002. Solution – in the agent configuration – file like:

-rw-r—– 1 oracle oinstall 6571 Apr 17 04:41 emd.properties
located in path like this:
/u01/app/oracle/product/12.1.0.2/agent_inst/sysman/config/emd.properties
increase the Xmx memory limit.
Before this operation shutdown agent (emctl stop agent).
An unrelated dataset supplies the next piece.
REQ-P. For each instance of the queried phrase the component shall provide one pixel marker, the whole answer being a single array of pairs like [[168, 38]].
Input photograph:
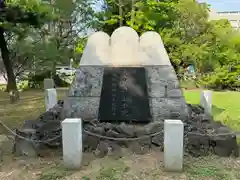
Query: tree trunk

And start him again after change.

#
# These are the optional Java flags for the agent
#
agentJavaDefines=-Xmx140M -XX:MaxPermSize=96M

and increase Xmx parameter, like:

agentJavaDefines=-Xmx256M -XX:MaxPermSize=96M

 

BTW: There are an auto-tune option enabled (at default) in the agent settings, so in log You can see this part, and this is normal (agent will try to increase amount of used memory themself), but if You see this, think about increase memory at start.
If problem still happen, put larger value.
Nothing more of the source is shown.